There are eight clues associated with the walk and turn test. Two can be assessed in the “instructional stage” (starts too soon, loses balance) and the remaining six in the” walking stage” (misses heel to toe, steps off line, uses arms to balance, stops while walking, too many steps, improper turn).

Instruction stage: Initial Positioning and verbal Instructions

The Walk and Turn Field Sobriety Test  - Instructional Stage.

For standardization in the performance of this test have the suspect assume the heel to toe stance by giving the following verbal instructions accompanied by demonstrations:

  • Place your left foot on the line (real or imaginary). Demonstrate
  • Place your right foot on the line ahead of the left foot with the heel of the right foot against the toe of left foot. Demonstrate.
  • Place your arms down at your sides. Demonstrate.
  • Keep this position until I tell you to begin. Do not start to walk until told to do so.
  • Do you understand the instructions so far? (Make sure suspect indicates understanding).

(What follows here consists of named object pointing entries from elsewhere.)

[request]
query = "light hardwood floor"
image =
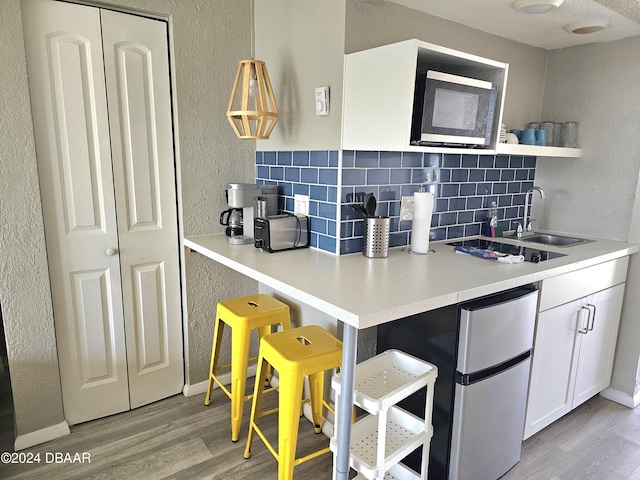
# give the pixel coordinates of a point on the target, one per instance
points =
(180, 438)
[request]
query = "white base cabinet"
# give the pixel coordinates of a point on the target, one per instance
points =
(574, 345)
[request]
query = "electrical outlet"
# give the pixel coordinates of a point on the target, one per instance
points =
(406, 208)
(301, 204)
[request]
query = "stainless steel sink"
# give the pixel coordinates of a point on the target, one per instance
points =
(554, 240)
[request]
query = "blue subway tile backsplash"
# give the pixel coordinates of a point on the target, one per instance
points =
(464, 186)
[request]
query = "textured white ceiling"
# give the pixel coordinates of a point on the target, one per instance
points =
(542, 30)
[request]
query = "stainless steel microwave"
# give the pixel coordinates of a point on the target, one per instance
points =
(452, 110)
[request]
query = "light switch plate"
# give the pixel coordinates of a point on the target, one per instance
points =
(322, 100)
(406, 208)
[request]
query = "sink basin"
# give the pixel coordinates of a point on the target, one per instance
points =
(555, 240)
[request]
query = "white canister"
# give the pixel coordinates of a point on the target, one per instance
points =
(422, 211)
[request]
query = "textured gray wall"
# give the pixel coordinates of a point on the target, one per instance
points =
(302, 42)
(208, 38)
(24, 276)
(598, 194)
(380, 23)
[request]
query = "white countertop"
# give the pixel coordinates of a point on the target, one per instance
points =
(364, 292)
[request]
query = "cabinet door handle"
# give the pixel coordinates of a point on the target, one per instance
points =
(585, 330)
(592, 314)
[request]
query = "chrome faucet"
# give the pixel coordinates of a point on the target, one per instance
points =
(528, 198)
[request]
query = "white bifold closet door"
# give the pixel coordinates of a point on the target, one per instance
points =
(101, 105)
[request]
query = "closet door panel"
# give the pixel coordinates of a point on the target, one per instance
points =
(68, 98)
(137, 65)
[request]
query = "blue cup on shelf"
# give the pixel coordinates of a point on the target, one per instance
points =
(529, 136)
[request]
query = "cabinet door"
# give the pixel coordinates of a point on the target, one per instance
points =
(597, 345)
(554, 361)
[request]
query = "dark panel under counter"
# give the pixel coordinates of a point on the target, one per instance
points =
(433, 337)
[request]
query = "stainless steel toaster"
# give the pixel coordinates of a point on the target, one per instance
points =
(281, 232)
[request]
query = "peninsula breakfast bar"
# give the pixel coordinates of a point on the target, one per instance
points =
(363, 292)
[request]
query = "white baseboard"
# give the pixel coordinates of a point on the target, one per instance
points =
(631, 401)
(41, 436)
(199, 388)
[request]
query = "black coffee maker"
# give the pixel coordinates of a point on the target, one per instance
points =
(232, 219)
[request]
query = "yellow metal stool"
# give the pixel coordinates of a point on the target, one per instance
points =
(255, 312)
(295, 354)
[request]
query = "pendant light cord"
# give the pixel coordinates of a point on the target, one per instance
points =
(253, 27)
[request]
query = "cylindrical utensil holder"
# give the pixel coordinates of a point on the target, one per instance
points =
(375, 243)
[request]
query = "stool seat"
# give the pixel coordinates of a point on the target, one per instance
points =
(259, 312)
(296, 353)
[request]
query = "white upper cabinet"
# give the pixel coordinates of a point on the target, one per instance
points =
(379, 92)
(380, 89)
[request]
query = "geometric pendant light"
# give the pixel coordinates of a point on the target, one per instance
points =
(252, 111)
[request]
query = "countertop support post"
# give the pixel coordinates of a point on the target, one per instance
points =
(345, 406)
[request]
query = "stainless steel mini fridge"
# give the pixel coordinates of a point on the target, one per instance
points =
(482, 350)
(492, 378)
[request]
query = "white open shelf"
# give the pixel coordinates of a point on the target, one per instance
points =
(388, 433)
(535, 151)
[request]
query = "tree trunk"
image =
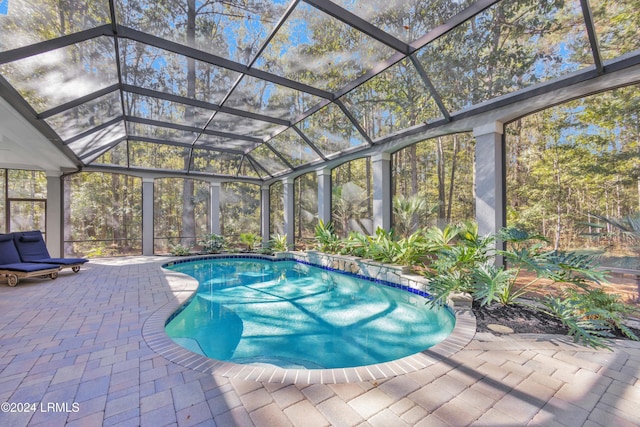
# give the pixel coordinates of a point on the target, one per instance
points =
(188, 212)
(441, 178)
(456, 146)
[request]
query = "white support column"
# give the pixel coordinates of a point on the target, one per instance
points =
(289, 210)
(214, 206)
(381, 165)
(265, 213)
(147, 216)
(53, 221)
(490, 178)
(324, 195)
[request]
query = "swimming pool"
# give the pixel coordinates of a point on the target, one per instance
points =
(294, 315)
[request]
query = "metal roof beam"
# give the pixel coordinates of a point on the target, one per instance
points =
(361, 25)
(199, 55)
(53, 44)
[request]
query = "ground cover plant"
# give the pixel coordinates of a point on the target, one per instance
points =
(457, 259)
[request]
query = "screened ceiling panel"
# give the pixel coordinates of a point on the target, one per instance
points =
(62, 75)
(331, 131)
(232, 33)
(396, 99)
(215, 162)
(147, 155)
(270, 99)
(163, 110)
(617, 26)
(222, 143)
(305, 50)
(241, 125)
(407, 20)
(97, 142)
(269, 160)
(33, 21)
(160, 133)
(263, 88)
(510, 46)
(84, 117)
(157, 69)
(293, 148)
(115, 156)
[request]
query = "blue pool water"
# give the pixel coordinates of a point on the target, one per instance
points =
(295, 315)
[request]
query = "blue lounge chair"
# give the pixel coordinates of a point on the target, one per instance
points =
(14, 268)
(32, 248)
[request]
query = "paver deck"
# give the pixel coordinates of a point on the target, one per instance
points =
(86, 350)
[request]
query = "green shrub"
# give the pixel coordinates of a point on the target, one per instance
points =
(590, 315)
(179, 250)
(326, 238)
(278, 243)
(212, 243)
(250, 240)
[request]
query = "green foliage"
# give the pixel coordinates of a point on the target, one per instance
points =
(179, 250)
(457, 252)
(628, 227)
(383, 247)
(212, 243)
(407, 212)
(591, 332)
(326, 238)
(250, 240)
(278, 243)
(590, 314)
(356, 244)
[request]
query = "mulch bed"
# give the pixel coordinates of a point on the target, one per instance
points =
(522, 319)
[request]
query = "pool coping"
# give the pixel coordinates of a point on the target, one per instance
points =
(154, 334)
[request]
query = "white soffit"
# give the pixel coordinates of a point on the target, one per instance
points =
(23, 147)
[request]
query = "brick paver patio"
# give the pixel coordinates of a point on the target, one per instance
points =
(73, 352)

Demonstration and instructions for the walking stage
Explain the test requirements using the following instructions accompanied by demonstrations:

  • When I tell you to start take nine heel to toe steps, turn, and take nine heel to toe steps back. (Demonstrate 3 heel to toe steps).
  • When you turn keep the front foot on the line and turn by taking a series of small steps with the other foot like this. (Demonstrate).
  • While you are walking, keep your arms at your sides, watch your feet at all times, and count your steps out loud.
  • Once you start walking, do not stop until you have completed the test.
  • Do you understand the instructions? (Make sure suspect understands)
  • Begin and count your first step from the heel to toe position as one.  (P. VIII-9, NHTSA SFST Student Manual)

A police  report will list, or fail to list if you were told to maintain the instructional position and not begin the test until instructed to do so. If anything is omitted,  or changed from these administrative protocols, the test has been altered and is no longer a standardized, validated sobriety test. As a result of the changes having been made the test has been compromised and the results will be invalid and unreliable.

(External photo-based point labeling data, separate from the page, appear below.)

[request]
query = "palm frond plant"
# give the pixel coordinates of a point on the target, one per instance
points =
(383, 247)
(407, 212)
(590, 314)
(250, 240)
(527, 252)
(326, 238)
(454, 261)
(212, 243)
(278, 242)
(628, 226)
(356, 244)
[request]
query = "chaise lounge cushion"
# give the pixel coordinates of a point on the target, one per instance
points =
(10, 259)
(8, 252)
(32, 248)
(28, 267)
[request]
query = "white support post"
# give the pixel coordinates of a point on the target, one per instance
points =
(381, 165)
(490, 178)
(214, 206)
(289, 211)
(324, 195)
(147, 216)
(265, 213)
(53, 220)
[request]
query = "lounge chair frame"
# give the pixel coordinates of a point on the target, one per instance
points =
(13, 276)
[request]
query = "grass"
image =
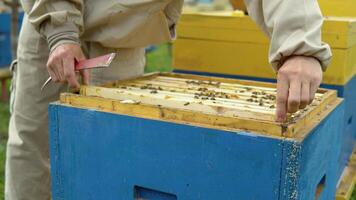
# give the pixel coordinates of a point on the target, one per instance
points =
(157, 60)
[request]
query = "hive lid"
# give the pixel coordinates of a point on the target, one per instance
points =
(205, 101)
(339, 32)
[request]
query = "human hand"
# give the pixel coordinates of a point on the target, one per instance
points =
(61, 63)
(297, 82)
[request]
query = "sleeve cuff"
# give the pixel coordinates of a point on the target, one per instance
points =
(321, 53)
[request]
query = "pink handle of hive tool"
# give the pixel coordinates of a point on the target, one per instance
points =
(97, 62)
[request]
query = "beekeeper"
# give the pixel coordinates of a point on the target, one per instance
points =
(56, 33)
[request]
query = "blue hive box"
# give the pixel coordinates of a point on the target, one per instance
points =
(229, 44)
(5, 38)
(186, 137)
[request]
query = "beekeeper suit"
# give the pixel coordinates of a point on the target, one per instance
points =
(52, 29)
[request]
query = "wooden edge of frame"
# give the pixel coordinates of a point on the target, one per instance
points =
(171, 115)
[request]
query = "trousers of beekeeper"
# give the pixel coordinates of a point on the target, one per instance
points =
(126, 27)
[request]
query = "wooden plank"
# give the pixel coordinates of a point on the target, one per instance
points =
(171, 115)
(5, 73)
(224, 26)
(212, 101)
(348, 181)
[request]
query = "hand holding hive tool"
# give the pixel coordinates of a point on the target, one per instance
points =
(98, 62)
(297, 82)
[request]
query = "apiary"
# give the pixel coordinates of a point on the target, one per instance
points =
(230, 44)
(338, 7)
(174, 136)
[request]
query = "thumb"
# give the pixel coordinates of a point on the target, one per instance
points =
(79, 55)
(85, 76)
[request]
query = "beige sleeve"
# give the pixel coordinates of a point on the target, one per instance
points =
(173, 12)
(294, 28)
(59, 21)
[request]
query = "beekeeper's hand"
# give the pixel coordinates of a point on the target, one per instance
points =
(297, 82)
(61, 63)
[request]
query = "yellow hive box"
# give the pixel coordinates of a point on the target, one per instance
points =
(229, 43)
(338, 7)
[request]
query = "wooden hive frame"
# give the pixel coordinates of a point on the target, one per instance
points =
(228, 104)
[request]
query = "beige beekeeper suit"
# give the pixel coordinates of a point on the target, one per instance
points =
(124, 26)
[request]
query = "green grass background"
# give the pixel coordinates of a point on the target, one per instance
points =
(157, 60)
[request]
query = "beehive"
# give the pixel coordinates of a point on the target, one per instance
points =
(225, 43)
(172, 136)
(231, 45)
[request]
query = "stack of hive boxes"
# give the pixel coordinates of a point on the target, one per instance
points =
(230, 44)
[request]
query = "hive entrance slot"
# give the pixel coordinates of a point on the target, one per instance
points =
(349, 121)
(141, 193)
(320, 187)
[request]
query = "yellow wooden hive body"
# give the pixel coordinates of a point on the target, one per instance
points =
(203, 101)
(229, 43)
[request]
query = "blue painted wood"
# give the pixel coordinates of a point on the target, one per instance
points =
(348, 92)
(97, 155)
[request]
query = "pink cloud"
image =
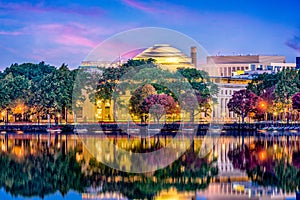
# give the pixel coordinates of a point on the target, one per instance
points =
(40, 8)
(71, 39)
(10, 33)
(142, 6)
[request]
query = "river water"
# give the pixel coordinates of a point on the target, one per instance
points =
(67, 166)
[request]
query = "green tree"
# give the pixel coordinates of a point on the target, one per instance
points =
(137, 99)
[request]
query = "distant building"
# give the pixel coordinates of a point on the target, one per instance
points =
(227, 66)
(166, 57)
(169, 57)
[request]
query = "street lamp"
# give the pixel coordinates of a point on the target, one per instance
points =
(263, 108)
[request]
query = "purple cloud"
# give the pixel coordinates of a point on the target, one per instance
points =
(294, 43)
(142, 6)
(10, 33)
(41, 8)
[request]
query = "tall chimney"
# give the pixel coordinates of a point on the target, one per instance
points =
(194, 56)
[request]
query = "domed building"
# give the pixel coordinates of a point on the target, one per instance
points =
(167, 57)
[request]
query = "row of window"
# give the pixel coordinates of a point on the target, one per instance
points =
(227, 71)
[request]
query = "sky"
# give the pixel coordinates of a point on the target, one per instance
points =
(66, 31)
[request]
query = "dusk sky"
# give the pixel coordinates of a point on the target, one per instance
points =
(66, 31)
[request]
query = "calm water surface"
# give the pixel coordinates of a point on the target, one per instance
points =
(53, 166)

NHTSA says that: “IT IS NECESSARY TO EMPHASIZE THIS VALIDATION APPLIES ONLY WHEN: THE TESTS ARE ADMINISTERED IN THE PRESCRIBED STANDARDIZED MANNER, THE STANDARDIZED CLUES ARE USED TO ASSESS THE SUSPECTS PERFORMANCE, THE STANDARDIZED CRITERIA ARE EMPLOYED TO INTERPRET THAT PERFORMANCE. IF ANY ONE OF THE STANDARDIZED FIELD SOBRIETY TEST ELEMENTS IS CHANGED THE VALIDITY IS COMPROMISED” (P.VIII-19, SFST student manual, HS 178 R1/02).

THE STANDARDIZED FIELD SOBRIETY TESTS ARE NOT AT ALL FLEXIBLE. THEY MUST BE ADMINISTERED EACH TIME, EXACTLY AS OUTLINED IN THIS COURSE (P. 8, SFST Administrators Guide, HS 178 R1/02).

Walk and Turn Limitations

“The original research indicated that individuals over 65 years of age, who have back, leg or middle ear problems had difficulty performing this test. Individual wearing heels more than 2 inches high should be given the opportunity to remove their shoes” (P. VIII-11, NHTSA SFST Student Manual, 2002).
Examples of conditions that may interfere with suspect’s performance of the walk and turn test:

  • Wind/weather conditions;
  • Suspects age, weight;
  • Suspects footwear.

Test Scoring

For this test, the original validation studies for the Walk and Turn, from a 1977 study, indicated that two or more of the following clues corresponded to a blood alcohol level above .10%, and a 1996 study stated two or more clues corresponded to a level above .08:

  • Can’t balance during instructions.
  • Starts too soon.
  • Stops while walking.
  • Doesn’t touch heel to toe.
  • Steps off the line.
  • Uses arms for balance.
  • Improper Turn / Loses balance on turn.
  • Wrong number of steps.

(Our DUI Defense Lawyers usually review any patrol car video carefully, while being mindful of the eight cues above).